The last step in an exercise is to prove the following condition. Given that $(A,B)$ is a controllable pair.
meaning: $\begin{cases}A\in\mathbb{R}^{n\times n} \\ B\in \mathbb{R}^{n\times m}\end{cases}$, rank$\left(\begin{bmatrix}B & AB & A^2B & \dotsc & A^{n-1}B\end{bmatrix}\right) = n$
What i now have to prove is that $(A,B Q_v^{\frac{1}{2}})$ is also a controllable pair.
meaning $\begin{cases}A\in\mathbb{R}^{n\times n} \\ B\in \mathbb{R}^{n\times m} \\ Q_v^{\frac{1}{2}}\in \mathbb{R}^{m\times m} \end{cases}$, rank$\left(\begin{bmatrix}BQ_v^{\frac{1}{2}} & ABQ_v^{\frac{1}{2}} & A^2BQ_v^{\frac{1}{2}} & \dotsc & A^{n-1}BQ_v^{\frac{1}{2}}\end{bmatrix}\right) = n$
I think it's fair to say that $$\begin{bmatrix}BQ_v^{\frac{1}{2}} & ABQ_v^{\frac{1}{2}} & A^2BQ_v^{\frac{1}{2}} & \dotsc & A^{n-1}BQ_v^{\frac{1}{2}}\end{bmatrix} = \begin{bmatrix}B & AB & A^2B & \dotsc & A^{n-1}B\end{bmatrix} \begin{bmatrix}Q_v^{\frac{1}{2}} \\ Q_v^{\frac{1}{2}} \\ \vdots \\Q_v^{\frac{1}{2}} \end{bmatrix}= \tilde{C} \tilde{Q}_v^{\frac{1}{2}}$$ Where $\tilde{C}\in\mathbb{R}^{n\times mn}, \tilde{Q}_v^{\frac{1}{2}} \in \mathbb{R}^{mn \times m}$I know that by Sylvester's inequality we have: $$ \text{rank}(\tilde{C}) + \text{rank}(\tilde{Q}_v^{\frac{1}{2}})-mn\leq \text{rank}(\tilde{C} \tilde{Q}_v^{\frac{1}{2}})$$
But I have no clue how to prove rank$(\tilde{C})$ = rank$(\tilde{C}\tilde{Q}_v^{\frac{1}{2}})$.
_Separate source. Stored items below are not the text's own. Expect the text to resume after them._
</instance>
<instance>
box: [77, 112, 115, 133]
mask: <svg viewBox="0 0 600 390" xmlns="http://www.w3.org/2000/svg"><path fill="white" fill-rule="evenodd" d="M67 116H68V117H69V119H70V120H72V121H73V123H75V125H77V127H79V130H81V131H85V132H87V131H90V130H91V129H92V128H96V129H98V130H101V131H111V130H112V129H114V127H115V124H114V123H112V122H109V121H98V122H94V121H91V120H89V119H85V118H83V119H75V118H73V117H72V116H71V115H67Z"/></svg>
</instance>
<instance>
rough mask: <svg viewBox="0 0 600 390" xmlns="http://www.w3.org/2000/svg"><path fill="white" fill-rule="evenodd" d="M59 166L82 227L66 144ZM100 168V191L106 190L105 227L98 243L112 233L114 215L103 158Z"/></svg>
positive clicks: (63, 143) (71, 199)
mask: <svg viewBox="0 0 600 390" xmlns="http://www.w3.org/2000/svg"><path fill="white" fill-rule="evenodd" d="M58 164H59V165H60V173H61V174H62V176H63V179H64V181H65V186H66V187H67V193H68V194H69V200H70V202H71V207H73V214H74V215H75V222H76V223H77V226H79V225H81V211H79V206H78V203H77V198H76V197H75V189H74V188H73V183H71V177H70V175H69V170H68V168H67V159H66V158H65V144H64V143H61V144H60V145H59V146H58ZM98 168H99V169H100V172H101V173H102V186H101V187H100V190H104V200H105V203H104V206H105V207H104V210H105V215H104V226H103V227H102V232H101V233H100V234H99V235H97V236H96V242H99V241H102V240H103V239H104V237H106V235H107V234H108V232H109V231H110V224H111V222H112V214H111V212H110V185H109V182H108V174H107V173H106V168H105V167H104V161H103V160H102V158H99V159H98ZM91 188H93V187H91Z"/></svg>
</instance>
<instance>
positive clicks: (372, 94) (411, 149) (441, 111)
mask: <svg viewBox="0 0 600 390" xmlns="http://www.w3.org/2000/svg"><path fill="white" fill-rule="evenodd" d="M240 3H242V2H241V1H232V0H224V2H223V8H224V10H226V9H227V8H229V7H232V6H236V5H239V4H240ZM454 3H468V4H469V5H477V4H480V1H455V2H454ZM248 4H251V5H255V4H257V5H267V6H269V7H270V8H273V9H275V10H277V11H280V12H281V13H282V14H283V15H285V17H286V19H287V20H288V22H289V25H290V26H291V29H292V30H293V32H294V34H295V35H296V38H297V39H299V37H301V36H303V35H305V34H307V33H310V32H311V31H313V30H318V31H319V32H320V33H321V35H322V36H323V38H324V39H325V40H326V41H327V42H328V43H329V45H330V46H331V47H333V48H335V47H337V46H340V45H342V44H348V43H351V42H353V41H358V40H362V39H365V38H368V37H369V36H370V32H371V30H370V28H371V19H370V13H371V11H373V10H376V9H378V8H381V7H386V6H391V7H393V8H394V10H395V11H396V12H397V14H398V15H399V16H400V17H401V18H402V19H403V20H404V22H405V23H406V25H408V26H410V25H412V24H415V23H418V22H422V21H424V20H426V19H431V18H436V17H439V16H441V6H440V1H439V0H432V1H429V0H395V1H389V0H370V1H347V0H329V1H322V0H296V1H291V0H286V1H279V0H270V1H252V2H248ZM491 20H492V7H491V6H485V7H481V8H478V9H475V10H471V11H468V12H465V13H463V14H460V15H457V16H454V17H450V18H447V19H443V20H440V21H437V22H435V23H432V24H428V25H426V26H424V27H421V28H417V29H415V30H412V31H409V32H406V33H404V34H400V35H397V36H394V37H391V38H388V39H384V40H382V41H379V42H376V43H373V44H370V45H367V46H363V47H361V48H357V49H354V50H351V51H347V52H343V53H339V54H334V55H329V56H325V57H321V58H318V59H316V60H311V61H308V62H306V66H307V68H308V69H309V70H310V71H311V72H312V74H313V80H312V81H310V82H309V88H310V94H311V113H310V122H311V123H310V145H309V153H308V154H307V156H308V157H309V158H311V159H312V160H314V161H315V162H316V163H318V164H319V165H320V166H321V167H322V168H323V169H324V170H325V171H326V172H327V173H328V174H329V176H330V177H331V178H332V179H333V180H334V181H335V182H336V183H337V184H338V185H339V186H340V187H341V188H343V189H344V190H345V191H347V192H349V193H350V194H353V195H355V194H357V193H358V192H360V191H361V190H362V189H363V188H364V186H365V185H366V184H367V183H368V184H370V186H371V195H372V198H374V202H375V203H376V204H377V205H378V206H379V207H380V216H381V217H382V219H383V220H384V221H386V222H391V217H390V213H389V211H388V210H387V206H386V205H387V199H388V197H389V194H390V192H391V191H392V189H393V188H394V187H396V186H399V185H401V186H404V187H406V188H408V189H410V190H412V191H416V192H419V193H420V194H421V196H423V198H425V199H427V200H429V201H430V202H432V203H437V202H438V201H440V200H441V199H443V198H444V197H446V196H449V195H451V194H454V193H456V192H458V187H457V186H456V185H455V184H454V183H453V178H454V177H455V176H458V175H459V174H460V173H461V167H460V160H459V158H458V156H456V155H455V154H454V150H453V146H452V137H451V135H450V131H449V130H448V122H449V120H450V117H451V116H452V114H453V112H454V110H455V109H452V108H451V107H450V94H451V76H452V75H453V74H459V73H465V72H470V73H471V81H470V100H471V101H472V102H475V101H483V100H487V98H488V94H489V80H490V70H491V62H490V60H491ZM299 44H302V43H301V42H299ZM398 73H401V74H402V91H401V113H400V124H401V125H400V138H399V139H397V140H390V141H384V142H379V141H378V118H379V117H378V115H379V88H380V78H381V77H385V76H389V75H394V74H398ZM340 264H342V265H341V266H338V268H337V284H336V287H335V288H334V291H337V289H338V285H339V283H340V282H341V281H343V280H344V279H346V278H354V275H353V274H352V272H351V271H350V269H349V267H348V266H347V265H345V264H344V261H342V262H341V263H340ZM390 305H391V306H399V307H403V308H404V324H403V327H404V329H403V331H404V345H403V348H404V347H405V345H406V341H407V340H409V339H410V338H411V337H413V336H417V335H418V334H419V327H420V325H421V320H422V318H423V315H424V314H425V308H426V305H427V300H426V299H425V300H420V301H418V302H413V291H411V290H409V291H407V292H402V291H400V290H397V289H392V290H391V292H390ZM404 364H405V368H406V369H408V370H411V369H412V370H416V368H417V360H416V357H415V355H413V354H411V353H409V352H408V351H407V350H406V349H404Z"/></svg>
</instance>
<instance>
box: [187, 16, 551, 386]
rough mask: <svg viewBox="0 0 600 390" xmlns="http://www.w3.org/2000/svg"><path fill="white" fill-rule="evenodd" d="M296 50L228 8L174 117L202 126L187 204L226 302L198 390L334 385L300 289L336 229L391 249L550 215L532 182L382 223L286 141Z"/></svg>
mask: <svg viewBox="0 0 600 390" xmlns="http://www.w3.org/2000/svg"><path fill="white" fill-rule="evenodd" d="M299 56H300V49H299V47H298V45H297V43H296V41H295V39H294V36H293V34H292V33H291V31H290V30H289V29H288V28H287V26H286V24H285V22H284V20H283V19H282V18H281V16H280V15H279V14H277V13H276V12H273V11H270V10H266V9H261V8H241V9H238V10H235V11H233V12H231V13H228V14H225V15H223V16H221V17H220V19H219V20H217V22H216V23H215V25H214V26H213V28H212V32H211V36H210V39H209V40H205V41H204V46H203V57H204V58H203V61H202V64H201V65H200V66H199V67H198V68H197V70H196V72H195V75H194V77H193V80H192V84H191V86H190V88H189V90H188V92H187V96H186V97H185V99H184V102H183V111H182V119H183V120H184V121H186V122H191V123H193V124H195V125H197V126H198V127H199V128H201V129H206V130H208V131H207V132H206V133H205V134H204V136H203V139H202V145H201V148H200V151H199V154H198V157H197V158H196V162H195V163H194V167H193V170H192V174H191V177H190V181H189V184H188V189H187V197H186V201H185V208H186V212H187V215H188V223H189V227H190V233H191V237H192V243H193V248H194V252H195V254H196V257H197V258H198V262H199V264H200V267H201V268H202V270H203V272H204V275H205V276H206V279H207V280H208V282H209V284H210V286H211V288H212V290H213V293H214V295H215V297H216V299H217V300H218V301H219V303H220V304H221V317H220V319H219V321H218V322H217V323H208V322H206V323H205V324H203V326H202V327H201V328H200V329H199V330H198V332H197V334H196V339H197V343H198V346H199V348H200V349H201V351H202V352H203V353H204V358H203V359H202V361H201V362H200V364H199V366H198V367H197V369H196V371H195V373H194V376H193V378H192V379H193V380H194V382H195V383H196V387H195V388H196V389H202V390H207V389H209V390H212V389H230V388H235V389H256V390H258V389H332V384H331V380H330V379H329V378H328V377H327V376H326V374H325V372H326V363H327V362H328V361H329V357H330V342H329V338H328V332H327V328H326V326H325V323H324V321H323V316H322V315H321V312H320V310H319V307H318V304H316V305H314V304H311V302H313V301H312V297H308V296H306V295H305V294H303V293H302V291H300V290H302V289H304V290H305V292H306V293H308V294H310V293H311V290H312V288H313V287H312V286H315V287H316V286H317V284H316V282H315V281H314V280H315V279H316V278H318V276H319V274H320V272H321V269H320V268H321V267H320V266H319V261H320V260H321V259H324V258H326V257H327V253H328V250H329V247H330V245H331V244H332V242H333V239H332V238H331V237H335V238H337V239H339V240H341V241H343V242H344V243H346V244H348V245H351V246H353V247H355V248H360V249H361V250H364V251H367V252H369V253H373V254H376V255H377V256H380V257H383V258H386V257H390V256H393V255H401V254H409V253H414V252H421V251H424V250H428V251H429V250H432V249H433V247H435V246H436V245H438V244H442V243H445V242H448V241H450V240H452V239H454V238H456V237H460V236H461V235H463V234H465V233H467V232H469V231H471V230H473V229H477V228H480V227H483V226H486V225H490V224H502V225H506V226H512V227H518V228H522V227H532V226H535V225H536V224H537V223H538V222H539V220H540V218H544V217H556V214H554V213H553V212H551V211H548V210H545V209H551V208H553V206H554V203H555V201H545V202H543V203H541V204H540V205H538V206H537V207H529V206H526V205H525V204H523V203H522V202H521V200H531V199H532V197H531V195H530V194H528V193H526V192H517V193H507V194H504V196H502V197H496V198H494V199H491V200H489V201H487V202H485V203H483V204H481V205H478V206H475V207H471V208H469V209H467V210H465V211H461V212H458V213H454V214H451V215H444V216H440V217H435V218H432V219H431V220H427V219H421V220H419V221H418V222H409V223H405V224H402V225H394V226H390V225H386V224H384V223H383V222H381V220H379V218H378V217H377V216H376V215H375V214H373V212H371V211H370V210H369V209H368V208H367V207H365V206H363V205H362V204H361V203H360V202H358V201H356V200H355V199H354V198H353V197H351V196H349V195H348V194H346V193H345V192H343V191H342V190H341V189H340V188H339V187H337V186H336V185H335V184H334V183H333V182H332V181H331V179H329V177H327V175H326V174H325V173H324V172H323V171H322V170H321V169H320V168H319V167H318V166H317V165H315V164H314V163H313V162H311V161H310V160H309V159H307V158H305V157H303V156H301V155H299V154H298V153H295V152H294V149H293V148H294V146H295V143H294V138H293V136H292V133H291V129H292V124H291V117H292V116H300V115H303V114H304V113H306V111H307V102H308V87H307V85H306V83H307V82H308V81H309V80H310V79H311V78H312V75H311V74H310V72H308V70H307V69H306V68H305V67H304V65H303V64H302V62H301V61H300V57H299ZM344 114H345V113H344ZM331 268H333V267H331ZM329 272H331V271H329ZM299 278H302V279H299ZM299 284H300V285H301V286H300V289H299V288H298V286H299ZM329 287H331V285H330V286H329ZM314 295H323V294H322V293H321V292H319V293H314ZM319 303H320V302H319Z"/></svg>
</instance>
What's the most important about matrix $Q_v$ is that $Q_v$ is the variance matrix of a Gaussian white noise process. Which means that the diagonal of the matrix $Q_v$ is non-zero, but I don't know if I may assume that $Q_v \geq 0$ or $Q_v > 0$.